The survey participants were segregated into cities and categorised into small, medium and large organisations and sectors. The report showed that safeguarding against job loss (37%) is one of the primary reasons employees moonlight, followed by supplementing incomes (27%).

However, employers have a different view on moonlighting, as 31% of employers believed that employees moonlight due to inadequate engagement in their work, and 23% of the participants said that employees have ample time for a second job, as per the report.

Similarly, the report noted that quiet quitting is a rising trend due to employee burnout and stress. The workers leaving jobs disengage from gradually taking up anything beyond the minimum needed work to keep their jobs.

Interestingly, 33% of the employees believed that low job satisfaction, including lack of challenge and boredom, were the reasons for the increasing trend of quiet quitting, and 21% thought the reason to be lack of commitment to jobs. However, 29% of employees believed that being overwhelmed with work or burnout led to this trend’s growth, and 23% believed it to be a lack of managers’ support.

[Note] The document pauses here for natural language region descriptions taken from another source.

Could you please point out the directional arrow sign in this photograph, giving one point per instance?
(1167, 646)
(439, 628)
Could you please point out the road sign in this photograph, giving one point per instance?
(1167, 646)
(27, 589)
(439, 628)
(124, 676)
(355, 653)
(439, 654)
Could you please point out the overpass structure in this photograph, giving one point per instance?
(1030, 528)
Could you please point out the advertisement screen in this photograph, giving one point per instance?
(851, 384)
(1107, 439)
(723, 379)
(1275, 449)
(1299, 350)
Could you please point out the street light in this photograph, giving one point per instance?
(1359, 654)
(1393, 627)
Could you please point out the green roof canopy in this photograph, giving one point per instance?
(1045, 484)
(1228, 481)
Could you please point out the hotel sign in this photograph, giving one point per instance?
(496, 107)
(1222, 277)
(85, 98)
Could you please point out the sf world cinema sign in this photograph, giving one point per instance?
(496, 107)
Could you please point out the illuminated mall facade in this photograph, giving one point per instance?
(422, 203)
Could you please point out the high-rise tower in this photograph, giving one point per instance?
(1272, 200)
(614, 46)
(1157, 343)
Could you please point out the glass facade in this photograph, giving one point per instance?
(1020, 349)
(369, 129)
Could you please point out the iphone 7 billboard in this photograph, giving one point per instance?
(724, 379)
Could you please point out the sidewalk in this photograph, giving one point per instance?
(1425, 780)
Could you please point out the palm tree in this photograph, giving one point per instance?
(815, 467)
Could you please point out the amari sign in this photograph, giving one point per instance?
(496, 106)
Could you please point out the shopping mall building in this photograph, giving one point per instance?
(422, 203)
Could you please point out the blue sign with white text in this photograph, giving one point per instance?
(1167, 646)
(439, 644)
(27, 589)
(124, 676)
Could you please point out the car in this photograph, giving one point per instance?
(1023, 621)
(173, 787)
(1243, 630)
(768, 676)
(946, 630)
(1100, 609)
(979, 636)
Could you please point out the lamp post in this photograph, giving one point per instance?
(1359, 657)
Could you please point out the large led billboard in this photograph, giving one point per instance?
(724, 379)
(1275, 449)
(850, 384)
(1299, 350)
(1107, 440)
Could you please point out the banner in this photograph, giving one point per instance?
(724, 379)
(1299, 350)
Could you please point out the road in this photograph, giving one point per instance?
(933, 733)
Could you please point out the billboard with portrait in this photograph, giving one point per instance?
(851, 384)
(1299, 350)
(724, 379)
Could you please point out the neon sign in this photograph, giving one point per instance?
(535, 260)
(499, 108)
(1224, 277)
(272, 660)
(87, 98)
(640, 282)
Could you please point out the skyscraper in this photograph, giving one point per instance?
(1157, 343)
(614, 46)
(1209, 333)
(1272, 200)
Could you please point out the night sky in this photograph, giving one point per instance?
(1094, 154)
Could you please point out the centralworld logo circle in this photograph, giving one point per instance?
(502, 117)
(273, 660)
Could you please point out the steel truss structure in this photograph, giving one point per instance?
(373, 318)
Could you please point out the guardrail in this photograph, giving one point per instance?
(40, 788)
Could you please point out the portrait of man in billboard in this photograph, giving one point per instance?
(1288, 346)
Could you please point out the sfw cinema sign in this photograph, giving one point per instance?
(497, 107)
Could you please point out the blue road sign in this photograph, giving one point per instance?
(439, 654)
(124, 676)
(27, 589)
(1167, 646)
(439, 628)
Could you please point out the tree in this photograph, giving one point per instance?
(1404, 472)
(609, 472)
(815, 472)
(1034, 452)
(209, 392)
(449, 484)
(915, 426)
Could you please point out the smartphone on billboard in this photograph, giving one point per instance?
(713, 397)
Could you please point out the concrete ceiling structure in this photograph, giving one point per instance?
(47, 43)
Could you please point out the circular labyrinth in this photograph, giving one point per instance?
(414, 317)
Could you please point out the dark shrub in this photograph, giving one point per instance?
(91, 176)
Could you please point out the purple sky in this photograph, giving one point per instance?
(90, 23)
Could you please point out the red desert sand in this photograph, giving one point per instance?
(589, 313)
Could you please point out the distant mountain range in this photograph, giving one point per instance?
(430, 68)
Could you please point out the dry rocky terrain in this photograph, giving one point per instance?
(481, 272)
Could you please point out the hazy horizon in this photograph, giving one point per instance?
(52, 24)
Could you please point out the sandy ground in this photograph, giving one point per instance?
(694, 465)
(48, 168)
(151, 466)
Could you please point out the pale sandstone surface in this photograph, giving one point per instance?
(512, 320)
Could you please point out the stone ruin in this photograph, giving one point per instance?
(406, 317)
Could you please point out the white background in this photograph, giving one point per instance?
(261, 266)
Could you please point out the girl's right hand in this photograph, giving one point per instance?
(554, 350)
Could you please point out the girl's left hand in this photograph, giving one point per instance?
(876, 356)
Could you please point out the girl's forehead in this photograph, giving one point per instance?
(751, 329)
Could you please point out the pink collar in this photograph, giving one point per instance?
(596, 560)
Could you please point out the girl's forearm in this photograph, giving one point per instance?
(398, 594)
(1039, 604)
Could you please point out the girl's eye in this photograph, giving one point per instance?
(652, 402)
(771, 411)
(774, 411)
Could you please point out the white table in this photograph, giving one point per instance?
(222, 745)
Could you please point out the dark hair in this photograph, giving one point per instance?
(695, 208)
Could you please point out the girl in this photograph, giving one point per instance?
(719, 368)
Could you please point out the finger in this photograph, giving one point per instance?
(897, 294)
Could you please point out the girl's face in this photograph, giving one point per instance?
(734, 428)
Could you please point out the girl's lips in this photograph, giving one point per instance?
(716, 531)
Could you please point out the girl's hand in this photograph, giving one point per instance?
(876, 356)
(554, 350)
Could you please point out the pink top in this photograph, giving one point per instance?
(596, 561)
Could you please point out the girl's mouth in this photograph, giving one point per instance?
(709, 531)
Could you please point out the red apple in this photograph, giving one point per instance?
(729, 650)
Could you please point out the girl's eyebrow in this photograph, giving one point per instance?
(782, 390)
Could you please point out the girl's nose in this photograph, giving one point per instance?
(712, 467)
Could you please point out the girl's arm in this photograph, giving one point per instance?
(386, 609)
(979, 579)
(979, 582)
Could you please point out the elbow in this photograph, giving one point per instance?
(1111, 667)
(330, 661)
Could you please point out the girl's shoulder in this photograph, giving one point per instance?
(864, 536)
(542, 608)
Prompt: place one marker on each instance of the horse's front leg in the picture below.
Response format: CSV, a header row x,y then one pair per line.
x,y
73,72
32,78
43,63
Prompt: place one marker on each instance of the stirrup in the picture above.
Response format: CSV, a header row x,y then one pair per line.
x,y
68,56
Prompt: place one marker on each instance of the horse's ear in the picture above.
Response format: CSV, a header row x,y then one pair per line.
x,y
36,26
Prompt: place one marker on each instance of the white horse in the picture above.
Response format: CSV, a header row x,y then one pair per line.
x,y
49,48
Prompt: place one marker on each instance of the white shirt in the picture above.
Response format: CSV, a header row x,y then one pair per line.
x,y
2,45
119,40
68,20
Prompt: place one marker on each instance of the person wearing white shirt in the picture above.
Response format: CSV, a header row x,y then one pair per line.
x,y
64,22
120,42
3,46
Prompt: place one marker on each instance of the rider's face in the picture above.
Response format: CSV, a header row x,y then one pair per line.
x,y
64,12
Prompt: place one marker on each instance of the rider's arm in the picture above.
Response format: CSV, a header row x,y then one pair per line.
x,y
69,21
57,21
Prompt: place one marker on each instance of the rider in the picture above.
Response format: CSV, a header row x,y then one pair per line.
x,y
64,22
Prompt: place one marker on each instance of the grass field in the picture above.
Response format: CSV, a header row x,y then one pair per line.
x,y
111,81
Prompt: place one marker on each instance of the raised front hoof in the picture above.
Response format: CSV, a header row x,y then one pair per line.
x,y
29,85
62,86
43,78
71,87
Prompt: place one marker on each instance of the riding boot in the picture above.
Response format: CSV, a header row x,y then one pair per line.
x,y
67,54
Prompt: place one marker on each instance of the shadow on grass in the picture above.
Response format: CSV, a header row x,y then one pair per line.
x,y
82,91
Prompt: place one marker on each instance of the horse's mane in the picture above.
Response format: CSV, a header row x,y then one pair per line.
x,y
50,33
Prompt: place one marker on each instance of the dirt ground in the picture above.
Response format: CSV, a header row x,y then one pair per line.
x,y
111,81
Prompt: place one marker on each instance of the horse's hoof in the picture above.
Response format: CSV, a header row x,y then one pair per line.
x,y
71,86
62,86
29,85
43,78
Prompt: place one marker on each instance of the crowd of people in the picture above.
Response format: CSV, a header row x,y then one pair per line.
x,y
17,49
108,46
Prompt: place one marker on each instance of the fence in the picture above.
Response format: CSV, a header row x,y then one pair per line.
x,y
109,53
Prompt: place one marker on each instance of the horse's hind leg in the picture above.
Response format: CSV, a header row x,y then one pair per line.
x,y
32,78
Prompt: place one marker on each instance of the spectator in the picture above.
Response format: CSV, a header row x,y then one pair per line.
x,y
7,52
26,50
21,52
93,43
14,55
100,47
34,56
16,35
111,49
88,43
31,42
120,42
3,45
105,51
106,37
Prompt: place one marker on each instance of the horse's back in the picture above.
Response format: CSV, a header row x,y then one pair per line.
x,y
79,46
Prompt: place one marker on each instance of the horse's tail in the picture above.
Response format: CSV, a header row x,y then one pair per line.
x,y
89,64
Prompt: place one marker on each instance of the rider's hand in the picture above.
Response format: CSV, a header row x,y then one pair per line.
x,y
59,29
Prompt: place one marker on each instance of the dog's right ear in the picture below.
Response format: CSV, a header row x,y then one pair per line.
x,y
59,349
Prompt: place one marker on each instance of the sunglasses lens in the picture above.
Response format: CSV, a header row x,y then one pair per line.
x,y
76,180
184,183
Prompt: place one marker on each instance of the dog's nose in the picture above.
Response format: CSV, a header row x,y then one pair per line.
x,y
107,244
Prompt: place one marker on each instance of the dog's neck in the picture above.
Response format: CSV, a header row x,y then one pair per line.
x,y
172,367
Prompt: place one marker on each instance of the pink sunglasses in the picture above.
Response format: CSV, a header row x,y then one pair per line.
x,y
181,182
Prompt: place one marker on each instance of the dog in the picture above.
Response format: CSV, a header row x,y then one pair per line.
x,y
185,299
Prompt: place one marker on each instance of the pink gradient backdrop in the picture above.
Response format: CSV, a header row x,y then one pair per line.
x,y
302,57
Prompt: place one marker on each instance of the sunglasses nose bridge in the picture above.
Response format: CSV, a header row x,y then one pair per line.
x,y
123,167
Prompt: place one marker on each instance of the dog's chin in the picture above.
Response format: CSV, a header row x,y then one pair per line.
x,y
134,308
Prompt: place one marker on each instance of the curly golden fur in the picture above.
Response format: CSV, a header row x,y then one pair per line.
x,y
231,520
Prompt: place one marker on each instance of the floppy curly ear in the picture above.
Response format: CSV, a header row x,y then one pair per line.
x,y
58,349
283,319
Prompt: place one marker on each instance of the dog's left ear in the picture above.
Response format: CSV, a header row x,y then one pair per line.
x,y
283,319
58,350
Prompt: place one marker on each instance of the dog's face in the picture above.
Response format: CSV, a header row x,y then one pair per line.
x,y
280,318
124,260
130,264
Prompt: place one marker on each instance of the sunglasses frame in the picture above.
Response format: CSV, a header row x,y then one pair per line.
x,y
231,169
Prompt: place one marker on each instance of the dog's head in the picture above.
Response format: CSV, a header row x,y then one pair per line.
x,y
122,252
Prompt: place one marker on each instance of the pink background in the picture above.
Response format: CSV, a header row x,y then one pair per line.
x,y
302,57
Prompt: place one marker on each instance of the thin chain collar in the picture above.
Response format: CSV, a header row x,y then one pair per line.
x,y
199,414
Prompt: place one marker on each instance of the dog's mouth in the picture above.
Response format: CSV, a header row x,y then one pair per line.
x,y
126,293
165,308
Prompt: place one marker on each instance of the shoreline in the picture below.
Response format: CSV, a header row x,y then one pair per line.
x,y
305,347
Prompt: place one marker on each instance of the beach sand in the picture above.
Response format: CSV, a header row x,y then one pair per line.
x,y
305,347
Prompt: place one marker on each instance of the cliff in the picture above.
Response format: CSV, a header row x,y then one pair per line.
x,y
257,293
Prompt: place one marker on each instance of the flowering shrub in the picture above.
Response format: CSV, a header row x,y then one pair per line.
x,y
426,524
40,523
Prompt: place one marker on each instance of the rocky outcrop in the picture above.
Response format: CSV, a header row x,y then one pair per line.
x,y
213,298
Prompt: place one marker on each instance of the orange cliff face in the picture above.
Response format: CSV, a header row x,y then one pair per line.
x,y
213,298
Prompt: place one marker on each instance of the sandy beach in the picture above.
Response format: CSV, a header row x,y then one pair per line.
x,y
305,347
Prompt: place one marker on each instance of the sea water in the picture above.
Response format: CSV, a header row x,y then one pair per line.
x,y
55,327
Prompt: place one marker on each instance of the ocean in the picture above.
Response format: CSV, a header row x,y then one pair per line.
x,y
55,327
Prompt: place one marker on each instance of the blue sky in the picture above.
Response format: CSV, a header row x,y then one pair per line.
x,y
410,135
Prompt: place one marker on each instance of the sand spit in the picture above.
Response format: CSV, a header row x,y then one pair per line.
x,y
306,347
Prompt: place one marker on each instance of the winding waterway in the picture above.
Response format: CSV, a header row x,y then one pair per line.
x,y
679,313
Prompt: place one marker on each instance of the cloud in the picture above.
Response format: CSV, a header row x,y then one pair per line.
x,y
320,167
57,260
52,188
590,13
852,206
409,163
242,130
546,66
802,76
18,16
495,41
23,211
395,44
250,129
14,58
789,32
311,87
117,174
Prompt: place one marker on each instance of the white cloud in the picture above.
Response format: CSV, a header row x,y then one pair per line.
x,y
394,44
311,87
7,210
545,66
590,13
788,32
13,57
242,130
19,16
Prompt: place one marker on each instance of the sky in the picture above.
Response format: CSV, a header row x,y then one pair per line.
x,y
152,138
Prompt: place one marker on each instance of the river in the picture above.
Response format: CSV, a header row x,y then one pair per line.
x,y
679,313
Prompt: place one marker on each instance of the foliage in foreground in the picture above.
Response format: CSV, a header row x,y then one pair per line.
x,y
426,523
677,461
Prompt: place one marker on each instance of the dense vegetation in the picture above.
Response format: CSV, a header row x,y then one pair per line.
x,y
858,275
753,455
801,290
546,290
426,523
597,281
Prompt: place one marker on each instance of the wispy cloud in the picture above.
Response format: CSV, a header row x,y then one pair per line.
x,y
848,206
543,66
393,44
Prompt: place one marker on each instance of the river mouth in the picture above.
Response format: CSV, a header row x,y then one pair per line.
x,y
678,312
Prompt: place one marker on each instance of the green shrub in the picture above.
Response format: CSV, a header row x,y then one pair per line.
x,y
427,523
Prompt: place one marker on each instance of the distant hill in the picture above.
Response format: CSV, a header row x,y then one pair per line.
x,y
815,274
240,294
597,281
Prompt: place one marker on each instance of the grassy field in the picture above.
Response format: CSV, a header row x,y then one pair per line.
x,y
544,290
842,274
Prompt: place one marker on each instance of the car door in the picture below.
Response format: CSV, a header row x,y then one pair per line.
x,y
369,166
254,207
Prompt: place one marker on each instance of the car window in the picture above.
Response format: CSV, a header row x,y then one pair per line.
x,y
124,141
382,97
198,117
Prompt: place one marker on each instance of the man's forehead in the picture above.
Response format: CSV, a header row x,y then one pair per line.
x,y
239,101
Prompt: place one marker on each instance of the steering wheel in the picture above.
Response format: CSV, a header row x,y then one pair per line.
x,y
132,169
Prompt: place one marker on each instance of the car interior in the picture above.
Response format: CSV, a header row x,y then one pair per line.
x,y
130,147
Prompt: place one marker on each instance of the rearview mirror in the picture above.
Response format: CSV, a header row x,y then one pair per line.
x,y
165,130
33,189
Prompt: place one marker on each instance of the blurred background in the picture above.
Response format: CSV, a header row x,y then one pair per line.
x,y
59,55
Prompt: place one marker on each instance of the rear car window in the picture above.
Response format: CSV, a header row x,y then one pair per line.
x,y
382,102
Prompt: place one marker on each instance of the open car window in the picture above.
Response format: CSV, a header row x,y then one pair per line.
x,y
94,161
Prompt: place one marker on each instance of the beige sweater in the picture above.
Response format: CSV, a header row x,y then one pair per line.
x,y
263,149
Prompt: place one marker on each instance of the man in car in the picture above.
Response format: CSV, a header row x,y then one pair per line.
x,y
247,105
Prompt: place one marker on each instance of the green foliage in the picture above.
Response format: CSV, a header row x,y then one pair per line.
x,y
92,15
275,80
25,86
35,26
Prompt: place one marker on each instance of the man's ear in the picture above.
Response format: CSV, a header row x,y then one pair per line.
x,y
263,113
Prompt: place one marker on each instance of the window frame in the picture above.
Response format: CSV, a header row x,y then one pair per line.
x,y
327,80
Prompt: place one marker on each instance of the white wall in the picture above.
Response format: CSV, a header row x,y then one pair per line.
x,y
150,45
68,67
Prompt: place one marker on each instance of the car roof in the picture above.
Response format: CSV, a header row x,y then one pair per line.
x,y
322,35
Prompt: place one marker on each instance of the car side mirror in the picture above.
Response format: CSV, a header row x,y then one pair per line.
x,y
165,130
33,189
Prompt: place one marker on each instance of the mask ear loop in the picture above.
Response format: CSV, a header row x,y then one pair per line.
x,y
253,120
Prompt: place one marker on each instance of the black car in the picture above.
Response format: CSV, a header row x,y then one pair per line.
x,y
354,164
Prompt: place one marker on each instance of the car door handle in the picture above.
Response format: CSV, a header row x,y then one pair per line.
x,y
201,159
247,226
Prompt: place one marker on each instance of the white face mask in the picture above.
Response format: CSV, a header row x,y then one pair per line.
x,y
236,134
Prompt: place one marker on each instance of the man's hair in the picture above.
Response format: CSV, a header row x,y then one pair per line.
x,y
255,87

Indeed India’s Head of Sales, Sashi Kumar, stated that there is a change in what people want from work. It is not just clocking in during work hours and going home. The pandemic has made employees re-evaluate priorities. In an era where talent is valued, employers are shifting focus on flexibility at work, employee experience to employee life experience, more open paid time offs and a movement towards a hybrid model, amongst others. 

With recent layoff reports, it is essential for employers to re-look at their workplace culture and address the underlying issues driving the quiet quitting trend and moonlighting.